We are funded by the National Science Foundation (DEB-1442148 & DEB-1442113) to determine "The Making of Biodiversity Across the Yeast Subphylum." Over the next five years, we will sequence and analyze the genomes of all known yeast species from the subphylum Saccharomycotina to study the evolution of their diverse metabolic and ecological functions.

Yeasts of the ancient fungal subphylum Saccharomycotina inhabit every continent and every major aquatic and terrestrial habitat, and yet, little is known about the place that most species fill in nature. A key factor of yeast ecological dominance is their impressive diversity of resource utilization abilities and strategies. This project seeks to understand the rise and diversification of yeasts by deciphering the history of functional diversification that is written in their genomes.

Among the yeasts, the bread, beer, and wine yeast Saccharomyces cerevisiae is the best known of these unicellular fungi and is also among the chief models of molecular genetics research. In contrast to this

inveterate fermenter, the metabolisms of the other ~1,000 known species in this subphylum vary widely. Several are emerging pathogens, some can produce oil, many can metabolize xylose (the second most abundant monosaccharide in woody plant material), and most actually prefer cellular respiration, instead of fermentation. Some traits have evolved a handful of times, while others have evolved independently dozens of times, providing rich systems for the study of historical contingency and convergent evolution, respectively. The yeasts are more genetically and metabolically diverse than the vertebrates, but the genomic and ecological functions of most species remain unexplored.

To illuminate the genetic and ecological factors that drive yeast diversification and generate biodiversity, we will create the first comprehensive catalog of genetic and functional diversity for any high-level taxonomic rank by generating high-quality and richly annotated genome sequences for all known yeast species, inferring their definitive phylogeny and taxonomy, and tracing the evolution of genome content and traits. Overlaying quantitative physiological data will enable a broad integration of genetic and ecological functions across yeast history. The gain and loss of genes and traits will be correlated to each other, ecological niches, and rates of diversification. This project will test the relative predictive values of phylogenetic history, genome content, and physiology for traits that are relevant to niche, pathogenicity, and biotechnology. We will create a hierarchical, integrated web-based interface for researchers, clinicians, teachers, and students to explore genome sequence and trait data in an explicit tree-thinking framework that incorporates a stably revised taxonomy.

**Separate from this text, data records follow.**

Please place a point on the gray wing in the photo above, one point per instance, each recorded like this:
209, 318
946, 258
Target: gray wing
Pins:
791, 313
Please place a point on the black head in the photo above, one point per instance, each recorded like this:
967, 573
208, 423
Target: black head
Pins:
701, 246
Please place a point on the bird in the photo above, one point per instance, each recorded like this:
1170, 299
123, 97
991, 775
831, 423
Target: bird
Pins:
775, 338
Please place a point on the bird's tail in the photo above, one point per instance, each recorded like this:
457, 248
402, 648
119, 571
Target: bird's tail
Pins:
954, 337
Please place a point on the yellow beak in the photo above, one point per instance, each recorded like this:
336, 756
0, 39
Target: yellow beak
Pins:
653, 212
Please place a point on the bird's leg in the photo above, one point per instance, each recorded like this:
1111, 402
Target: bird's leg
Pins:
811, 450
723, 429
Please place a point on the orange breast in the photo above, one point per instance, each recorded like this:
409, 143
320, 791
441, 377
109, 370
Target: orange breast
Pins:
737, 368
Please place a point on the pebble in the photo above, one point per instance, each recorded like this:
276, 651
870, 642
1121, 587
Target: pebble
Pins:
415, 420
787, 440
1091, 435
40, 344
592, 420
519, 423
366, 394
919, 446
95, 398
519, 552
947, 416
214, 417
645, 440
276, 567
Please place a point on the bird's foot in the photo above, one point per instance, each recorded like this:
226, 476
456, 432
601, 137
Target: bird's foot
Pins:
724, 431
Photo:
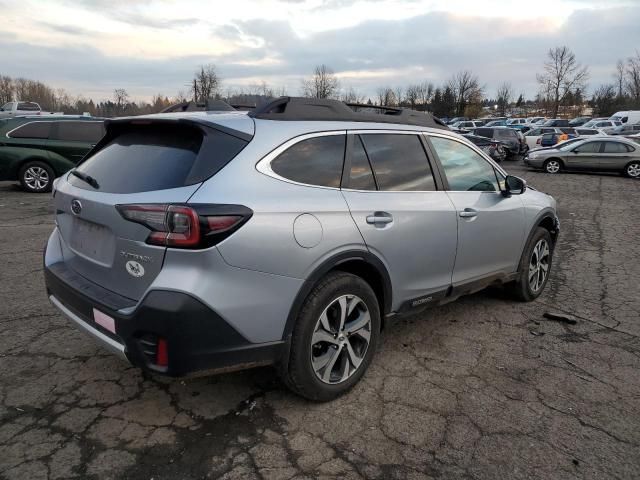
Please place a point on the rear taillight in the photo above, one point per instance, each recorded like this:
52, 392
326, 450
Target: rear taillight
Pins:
182, 226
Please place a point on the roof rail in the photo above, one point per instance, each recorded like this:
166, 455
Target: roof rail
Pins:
315, 109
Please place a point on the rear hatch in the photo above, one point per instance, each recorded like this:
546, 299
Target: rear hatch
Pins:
139, 162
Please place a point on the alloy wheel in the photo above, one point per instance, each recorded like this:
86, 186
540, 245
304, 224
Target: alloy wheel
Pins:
633, 170
539, 265
340, 339
553, 166
36, 178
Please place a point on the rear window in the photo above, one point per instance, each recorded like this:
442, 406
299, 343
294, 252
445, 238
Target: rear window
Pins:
38, 130
315, 161
89, 132
158, 157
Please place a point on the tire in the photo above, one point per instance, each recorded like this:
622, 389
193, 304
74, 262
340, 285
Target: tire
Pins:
535, 253
36, 177
326, 362
632, 170
553, 166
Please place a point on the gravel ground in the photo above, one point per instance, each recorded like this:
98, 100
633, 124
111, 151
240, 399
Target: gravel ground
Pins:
481, 388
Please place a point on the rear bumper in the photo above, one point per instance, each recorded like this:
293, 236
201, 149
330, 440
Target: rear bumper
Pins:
197, 338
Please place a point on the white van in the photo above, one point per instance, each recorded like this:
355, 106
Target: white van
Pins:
629, 116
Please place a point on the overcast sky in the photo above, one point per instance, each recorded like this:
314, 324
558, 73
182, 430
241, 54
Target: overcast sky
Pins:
90, 47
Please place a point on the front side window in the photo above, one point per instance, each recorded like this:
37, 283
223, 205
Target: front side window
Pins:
399, 162
465, 169
589, 147
314, 161
38, 130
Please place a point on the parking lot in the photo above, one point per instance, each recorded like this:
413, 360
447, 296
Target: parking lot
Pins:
481, 388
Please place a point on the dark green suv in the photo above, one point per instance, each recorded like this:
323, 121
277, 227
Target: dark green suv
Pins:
35, 150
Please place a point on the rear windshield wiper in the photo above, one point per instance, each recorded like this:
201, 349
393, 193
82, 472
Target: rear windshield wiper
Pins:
85, 178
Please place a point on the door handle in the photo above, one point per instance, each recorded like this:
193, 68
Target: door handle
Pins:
379, 218
468, 213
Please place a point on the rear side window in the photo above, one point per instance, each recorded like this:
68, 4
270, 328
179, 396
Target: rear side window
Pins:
158, 157
89, 132
39, 130
315, 161
399, 162
360, 175
615, 147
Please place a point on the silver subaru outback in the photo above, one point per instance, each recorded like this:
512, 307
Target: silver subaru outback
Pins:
290, 236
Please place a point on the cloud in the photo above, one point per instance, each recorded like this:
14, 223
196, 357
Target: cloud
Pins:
432, 46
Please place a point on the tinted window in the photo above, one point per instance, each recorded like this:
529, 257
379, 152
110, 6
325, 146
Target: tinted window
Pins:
360, 176
505, 133
589, 147
32, 130
614, 147
155, 157
315, 161
89, 132
464, 168
28, 106
399, 162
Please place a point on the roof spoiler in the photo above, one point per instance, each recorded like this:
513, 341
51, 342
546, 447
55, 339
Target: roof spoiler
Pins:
315, 109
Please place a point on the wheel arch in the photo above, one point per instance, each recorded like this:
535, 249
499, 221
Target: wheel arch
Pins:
360, 263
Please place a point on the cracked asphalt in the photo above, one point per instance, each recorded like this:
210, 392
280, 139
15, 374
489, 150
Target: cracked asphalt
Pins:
484, 388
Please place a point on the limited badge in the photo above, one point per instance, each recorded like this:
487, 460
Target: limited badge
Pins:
134, 269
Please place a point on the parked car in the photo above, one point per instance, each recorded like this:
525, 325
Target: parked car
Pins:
606, 125
550, 139
533, 137
234, 240
514, 144
630, 116
556, 122
606, 154
583, 132
36, 150
492, 148
625, 129
579, 121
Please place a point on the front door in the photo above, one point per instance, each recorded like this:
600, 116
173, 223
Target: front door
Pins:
490, 226
402, 215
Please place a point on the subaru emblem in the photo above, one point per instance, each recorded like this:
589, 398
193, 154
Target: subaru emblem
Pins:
76, 206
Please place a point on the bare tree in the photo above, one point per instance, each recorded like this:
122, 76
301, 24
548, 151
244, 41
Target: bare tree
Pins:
562, 74
633, 78
619, 76
205, 83
466, 89
6, 89
503, 97
323, 83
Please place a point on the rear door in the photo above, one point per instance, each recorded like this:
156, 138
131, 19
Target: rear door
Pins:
401, 213
584, 157
490, 225
73, 139
137, 165
615, 156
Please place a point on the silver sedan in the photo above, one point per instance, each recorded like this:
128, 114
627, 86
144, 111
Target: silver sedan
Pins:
605, 154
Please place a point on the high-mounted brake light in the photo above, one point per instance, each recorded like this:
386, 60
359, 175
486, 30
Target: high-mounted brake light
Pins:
181, 226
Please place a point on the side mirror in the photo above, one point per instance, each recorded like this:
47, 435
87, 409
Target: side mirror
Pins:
514, 186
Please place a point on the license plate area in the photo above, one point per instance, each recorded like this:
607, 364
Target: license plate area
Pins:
93, 241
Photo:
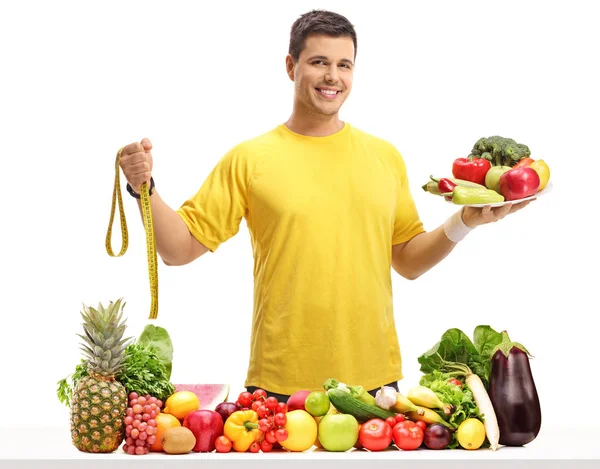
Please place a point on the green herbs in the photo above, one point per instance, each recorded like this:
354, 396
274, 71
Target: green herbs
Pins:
146, 368
158, 338
456, 347
460, 397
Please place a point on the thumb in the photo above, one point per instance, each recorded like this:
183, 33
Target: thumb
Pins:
146, 144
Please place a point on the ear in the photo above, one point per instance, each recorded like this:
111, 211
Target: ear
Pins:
289, 66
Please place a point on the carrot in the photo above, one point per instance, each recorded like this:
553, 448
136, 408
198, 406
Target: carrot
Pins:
482, 399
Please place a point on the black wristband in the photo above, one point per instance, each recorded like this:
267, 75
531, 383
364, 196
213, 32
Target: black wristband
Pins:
135, 194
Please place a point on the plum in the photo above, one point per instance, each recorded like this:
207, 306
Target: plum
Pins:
226, 409
437, 436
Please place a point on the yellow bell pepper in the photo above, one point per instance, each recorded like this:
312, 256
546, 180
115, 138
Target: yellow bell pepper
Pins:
242, 429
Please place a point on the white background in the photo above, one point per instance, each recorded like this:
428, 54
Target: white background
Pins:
80, 80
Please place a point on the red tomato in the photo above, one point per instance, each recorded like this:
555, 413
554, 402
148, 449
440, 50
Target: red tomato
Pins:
254, 447
407, 435
223, 444
375, 435
455, 381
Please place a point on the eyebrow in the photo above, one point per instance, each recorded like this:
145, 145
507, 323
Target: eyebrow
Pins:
322, 57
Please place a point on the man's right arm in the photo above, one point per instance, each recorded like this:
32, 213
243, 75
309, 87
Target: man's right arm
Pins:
174, 242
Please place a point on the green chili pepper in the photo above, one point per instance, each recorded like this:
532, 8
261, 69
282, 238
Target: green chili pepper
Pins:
474, 195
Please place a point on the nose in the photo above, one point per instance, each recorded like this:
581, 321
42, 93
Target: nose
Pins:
332, 74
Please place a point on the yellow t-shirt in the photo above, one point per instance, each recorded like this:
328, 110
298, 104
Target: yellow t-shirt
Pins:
323, 214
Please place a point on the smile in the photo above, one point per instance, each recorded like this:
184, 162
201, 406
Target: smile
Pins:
328, 94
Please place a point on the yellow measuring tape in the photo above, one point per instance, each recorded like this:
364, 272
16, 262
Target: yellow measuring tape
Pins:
148, 227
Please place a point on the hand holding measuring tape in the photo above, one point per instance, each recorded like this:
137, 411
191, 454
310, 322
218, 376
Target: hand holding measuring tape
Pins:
136, 162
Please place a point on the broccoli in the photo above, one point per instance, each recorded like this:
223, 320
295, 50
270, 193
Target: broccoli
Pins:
500, 151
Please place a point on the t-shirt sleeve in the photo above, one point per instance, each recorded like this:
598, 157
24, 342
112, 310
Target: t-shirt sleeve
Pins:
407, 223
214, 213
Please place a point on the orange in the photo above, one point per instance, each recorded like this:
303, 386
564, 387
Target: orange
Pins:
163, 421
181, 403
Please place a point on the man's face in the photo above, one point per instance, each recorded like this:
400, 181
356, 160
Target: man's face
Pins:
323, 74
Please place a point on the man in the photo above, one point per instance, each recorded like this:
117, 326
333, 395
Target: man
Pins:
329, 213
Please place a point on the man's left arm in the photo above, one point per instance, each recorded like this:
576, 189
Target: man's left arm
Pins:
419, 254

Despite the importance of many yeasts to biotechnology and biomedical research, many species are represented by a single isolate, and dozens of new species are described every year. The Yeast Exploration and Analysis Science Team (YEAST) will train high school and undergraduate students in microbiology by engaging them in genuine biodiversity research to isolate new genetic and taxonomic diversity from the wild, including samples submitted by citizen scientists. Metagenomic and genome-based approaches will be incorporated to improve computational training and lay the groundwork for genomics to become a central and integrated part of taxonomic and ecological research in the yeasts and beyond.